The lengthy, public environmental impact statement preparation process, according to a 2024 Council on Environmental Quality audit, takes about 2.2 years on average.

“An environmental assessment is designed to answer the question: Will this project have significant impacts?” Birdsong said. “If the answer is no, then they say, ‘We’ve complied with the statute, and we don’t have to do the full-blown EIS.’ These timeframes are extremely tight, and they are outliers from historical practice. They’re likely to require agencies to cut corners that the courts are going to catch them on.”

The president does have broad authority to circumvent the NEPA process, said Frank Fritz, a UNLV law professor who was an attorney at the Environmental Protection Agency for nearly 2½ decades.

 

That’s especially true in times of emergency such as a natural disaster, Fritz said.
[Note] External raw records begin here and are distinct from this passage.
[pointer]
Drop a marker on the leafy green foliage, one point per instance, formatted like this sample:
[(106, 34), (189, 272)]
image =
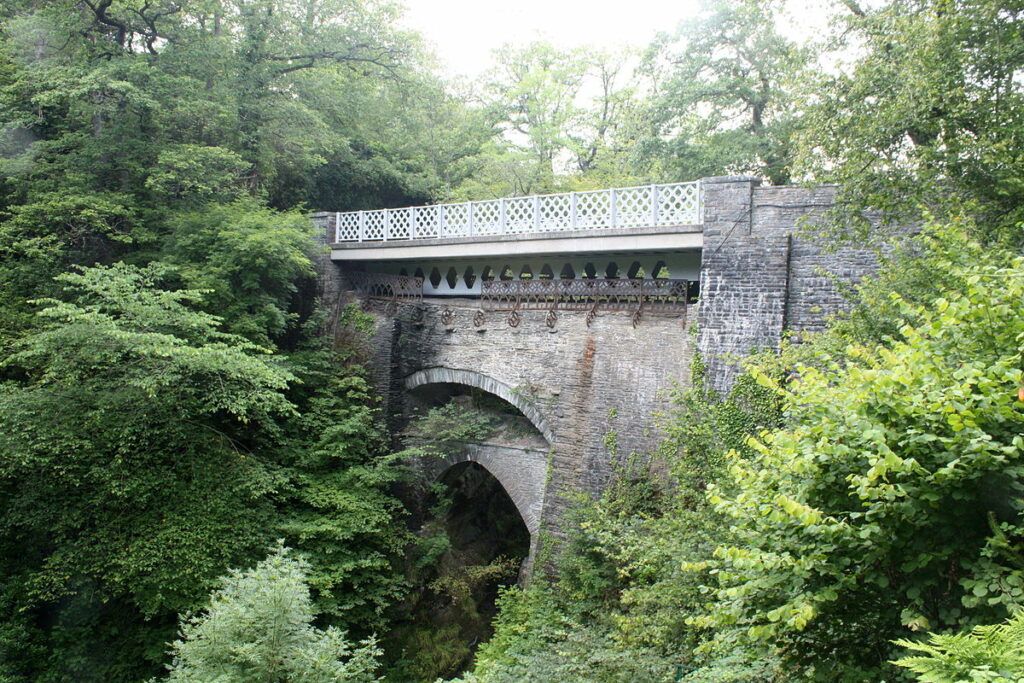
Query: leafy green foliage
[(128, 467), (726, 100), (928, 115), (894, 498), (258, 627), (984, 653)]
But an energy emergency is much harder to prove.

“Maybe they need to rebuild during Hurricane Katrina, so we can’t go through a full analysis of endangered species and all the environmental impacts because people are dying,” Fritz said. “The question is: Is there an emergency of the magnitude that would allow you to use the emergency provisions in the Department of Interior’s regulations?”

No challenges planned, but a shift in approach

If there’s a legal challenge to a project on federal land in Nevada, usually it’s Patrick Donnelly of the Center for Biological Diversity who’s behind it.
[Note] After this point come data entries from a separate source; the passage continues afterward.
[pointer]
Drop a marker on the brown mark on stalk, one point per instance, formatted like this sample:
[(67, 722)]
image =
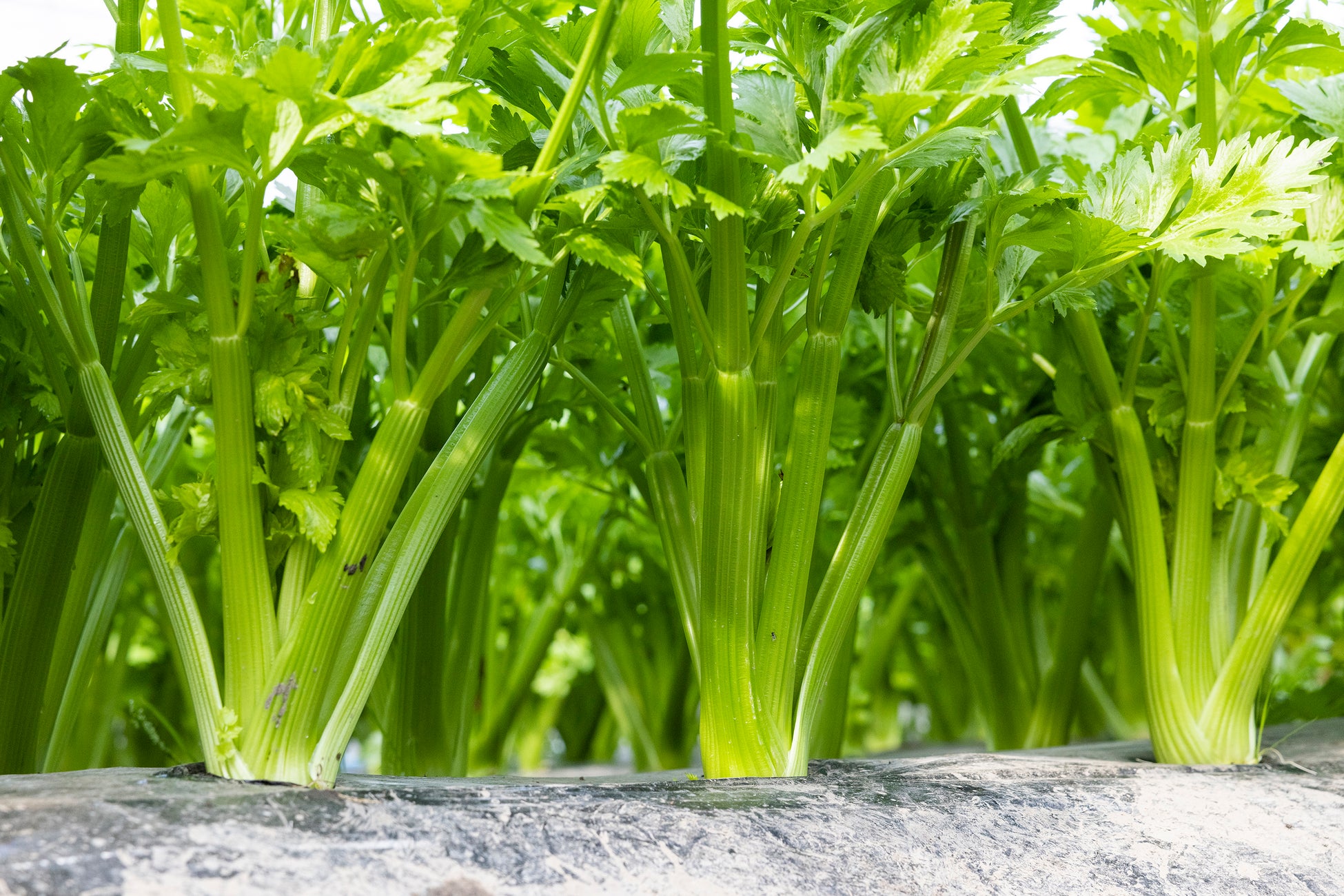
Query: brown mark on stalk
[(283, 691)]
While Donnelly said he has no intention of litigating against Ormat on these three projects, his organization will be involved in a lawsuit against the uranium mine in Utah that also is using the emergency regulations.

The whittling down of NEPA timelines, along with a May Supreme Court decision that vastly limited the scope of the law, has caused Donnelly to rethink what settled law to use as the basis of future lawsuits.
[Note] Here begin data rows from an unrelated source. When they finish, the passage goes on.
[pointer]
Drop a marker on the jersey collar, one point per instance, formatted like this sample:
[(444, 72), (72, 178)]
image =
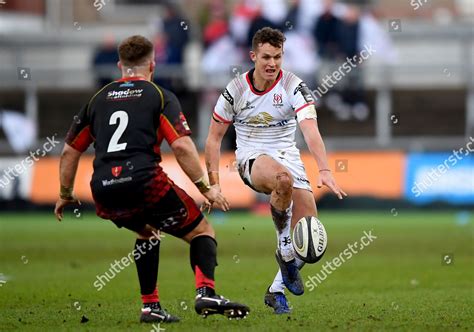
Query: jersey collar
[(134, 78), (254, 90)]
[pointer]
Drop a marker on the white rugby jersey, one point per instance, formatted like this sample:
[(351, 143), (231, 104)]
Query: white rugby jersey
[(265, 118)]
“They’re tearing down NEPA right in front of our eyes,” he said.

Donnelly and other environmentalists likely would have lost the lawsuit that stopped the Southern Nevada Water Authority’s Las Vegas pipeline from moving groundwater into the valley from eastern Nevada if that Supreme Court interpretation had existed, he said. The decision prevents environmental reviews from having to consider upstream and downstream impacts, rather solely focusing on direct effects of a project on public land.

Because of what’s happened to NEPA, environmental lawyers are evaluating whether it makes more sense to hang lawsuits on other, less frequently used laws, such as the Clean Air Act, the Clean Water Act and the National Historic Preservation Act, Donnelly said.

“NEPA can seem like such an arcane, pointless paperwork exercise to some people,” Donnelly said. “But NEPA is how we know whether a project is going to harm our air, water, wildlife and our well-being. It can seem like, ‘Oh, it’s just waiving or expediting some paperwork.’ But that paperwork is the only thing standing between us and a ruined environment.”